American Whig Review
Rachman, Stephen
Print source:
J.R. LeMaster and Donald D. Kummings, eds., Walt Whitman: An Encyclopedia (New York: Garland Publishing, 1998), reproduced by permission.

When Whitman contributed his early story "The Boy Lover" in May 1845, this New York monthly was called The American Review: A Whig Journal of Politics, Literature, Art and Science (1845–1847). The Review was the organ of the embattled Whig party until both party and magazine collapsed after the presidential election of 1852. George H. Colton edited the Review in the hopes of selling a profitable mixture of politics and literature which would rival the Democratic Review. The magazine gained immediate notice by publishing Edgar Allan Poe's "The Raven" in its February 1845 number.

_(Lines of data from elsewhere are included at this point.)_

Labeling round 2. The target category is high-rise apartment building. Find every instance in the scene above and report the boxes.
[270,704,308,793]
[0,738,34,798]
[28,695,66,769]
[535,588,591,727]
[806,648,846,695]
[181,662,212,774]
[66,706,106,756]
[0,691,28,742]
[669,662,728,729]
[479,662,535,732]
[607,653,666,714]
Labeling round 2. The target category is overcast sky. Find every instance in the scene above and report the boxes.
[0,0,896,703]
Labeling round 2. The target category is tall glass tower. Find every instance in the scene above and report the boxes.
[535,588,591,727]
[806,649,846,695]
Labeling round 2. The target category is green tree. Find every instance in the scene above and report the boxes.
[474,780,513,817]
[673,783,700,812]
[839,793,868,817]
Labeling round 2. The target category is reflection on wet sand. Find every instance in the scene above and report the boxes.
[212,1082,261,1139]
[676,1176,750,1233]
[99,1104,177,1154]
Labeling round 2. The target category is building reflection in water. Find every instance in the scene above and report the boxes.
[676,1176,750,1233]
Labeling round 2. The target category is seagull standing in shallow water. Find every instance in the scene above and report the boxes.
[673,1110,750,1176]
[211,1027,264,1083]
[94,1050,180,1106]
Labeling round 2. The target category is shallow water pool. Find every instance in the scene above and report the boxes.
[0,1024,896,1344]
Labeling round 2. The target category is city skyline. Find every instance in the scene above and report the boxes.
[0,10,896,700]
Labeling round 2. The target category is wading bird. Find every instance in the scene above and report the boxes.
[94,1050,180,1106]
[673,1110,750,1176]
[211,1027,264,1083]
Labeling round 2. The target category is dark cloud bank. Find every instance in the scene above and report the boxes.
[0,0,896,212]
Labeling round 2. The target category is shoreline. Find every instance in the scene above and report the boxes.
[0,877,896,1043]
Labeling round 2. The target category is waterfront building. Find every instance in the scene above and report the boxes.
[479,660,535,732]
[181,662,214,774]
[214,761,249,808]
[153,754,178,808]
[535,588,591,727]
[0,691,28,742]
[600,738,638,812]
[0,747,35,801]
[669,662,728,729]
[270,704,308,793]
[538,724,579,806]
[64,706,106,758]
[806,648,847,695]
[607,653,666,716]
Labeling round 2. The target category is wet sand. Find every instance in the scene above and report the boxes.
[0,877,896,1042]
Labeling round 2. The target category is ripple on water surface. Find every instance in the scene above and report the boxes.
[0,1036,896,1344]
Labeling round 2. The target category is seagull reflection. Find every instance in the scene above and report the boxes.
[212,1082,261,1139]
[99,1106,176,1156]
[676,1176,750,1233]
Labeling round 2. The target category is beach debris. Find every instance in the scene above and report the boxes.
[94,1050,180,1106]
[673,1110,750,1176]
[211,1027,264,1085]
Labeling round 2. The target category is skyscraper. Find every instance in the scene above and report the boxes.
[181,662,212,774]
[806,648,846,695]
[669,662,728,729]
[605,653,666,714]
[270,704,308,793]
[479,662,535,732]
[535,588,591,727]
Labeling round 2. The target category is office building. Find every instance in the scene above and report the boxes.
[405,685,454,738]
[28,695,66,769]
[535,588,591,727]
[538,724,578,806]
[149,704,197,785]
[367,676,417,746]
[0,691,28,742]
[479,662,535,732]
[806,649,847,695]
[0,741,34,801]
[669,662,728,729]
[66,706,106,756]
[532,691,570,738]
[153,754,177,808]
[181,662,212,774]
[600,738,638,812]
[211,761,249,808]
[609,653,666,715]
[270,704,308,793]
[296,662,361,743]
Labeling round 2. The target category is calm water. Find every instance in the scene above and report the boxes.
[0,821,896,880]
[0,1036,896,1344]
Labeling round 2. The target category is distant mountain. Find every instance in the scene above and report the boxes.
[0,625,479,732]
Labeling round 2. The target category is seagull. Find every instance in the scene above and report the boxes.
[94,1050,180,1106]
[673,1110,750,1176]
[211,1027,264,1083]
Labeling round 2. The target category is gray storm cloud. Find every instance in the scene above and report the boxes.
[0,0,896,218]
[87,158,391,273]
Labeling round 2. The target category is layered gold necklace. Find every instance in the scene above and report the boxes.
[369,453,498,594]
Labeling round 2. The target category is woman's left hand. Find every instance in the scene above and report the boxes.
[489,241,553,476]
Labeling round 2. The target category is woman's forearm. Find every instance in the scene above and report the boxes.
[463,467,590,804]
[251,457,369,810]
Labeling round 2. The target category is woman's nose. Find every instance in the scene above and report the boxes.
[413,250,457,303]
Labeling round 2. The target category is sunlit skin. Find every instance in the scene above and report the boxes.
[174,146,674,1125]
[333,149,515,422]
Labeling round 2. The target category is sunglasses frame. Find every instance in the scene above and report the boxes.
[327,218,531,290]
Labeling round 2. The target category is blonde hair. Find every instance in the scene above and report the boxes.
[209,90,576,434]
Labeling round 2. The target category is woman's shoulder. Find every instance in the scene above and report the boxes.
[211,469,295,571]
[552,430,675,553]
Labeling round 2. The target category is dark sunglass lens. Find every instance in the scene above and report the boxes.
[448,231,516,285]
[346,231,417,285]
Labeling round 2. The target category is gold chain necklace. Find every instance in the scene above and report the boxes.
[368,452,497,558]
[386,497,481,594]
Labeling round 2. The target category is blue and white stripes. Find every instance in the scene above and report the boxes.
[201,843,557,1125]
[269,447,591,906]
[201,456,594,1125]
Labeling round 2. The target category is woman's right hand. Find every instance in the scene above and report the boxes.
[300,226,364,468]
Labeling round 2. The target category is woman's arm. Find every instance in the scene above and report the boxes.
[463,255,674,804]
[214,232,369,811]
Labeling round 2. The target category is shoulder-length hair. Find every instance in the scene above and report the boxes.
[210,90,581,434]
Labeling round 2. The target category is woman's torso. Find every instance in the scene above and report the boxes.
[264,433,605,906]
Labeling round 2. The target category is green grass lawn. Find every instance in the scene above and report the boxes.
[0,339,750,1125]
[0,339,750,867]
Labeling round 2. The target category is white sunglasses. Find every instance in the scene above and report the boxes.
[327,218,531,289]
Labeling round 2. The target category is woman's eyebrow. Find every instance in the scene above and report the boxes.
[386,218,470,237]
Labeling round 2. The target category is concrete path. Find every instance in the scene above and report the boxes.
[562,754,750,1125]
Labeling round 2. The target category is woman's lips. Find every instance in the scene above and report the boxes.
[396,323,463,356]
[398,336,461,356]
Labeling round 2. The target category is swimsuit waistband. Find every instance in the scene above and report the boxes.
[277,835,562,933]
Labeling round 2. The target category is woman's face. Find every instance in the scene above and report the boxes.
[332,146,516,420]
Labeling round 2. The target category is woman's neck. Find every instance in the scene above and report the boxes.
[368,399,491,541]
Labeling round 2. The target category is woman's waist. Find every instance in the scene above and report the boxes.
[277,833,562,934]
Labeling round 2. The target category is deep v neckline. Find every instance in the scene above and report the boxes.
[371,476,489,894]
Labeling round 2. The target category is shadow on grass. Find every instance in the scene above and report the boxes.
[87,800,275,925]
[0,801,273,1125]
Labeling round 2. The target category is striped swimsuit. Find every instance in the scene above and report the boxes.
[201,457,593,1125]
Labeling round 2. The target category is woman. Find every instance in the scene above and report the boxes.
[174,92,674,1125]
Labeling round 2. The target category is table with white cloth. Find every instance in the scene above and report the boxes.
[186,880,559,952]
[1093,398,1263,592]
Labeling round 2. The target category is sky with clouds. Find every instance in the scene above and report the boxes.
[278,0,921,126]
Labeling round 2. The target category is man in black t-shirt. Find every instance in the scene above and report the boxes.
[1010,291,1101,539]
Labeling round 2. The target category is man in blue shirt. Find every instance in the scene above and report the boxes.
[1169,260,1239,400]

In light of Whitman's previous associations with the Democratic Review and his anti-Whig campaigning, the publication of his slight tale and a few other pieces, as Perry Miller observed, gives some indication of Colton's willingness to print the writings of those Democrats who conformed to his conservative style. It also indicates the wide political and literary range of Walt Whitman's search for a literary identity in the 1840s. Whitman continued to read the Review through the 1850s, clipping articles on literature which interested him.


Allen, Gay Wilson. The Solitary Singer: A Critical Biography of Walt Whitman. 1955. Rev. ed. 1967. Chicago: U of Chicago P, 1985.

Miller, Perry. The Raven and the Whale: The War of Words and Wits in the Era of Poe and Melville. New York: Harcourt, Brace, 1956.

Mott, Frank Luther. A History of American Magazines, 1741–1850. Cambridge, Mass: Harvard UP, 1939.

Reynolds, David S. Walt Whitman's America: A Cultural Biography. New York: Knopf, 1995.

Whitman, Walt. The Early Poems and the Fiction. Ed. Thomas L. Brasher. New York: New York UP, 1963.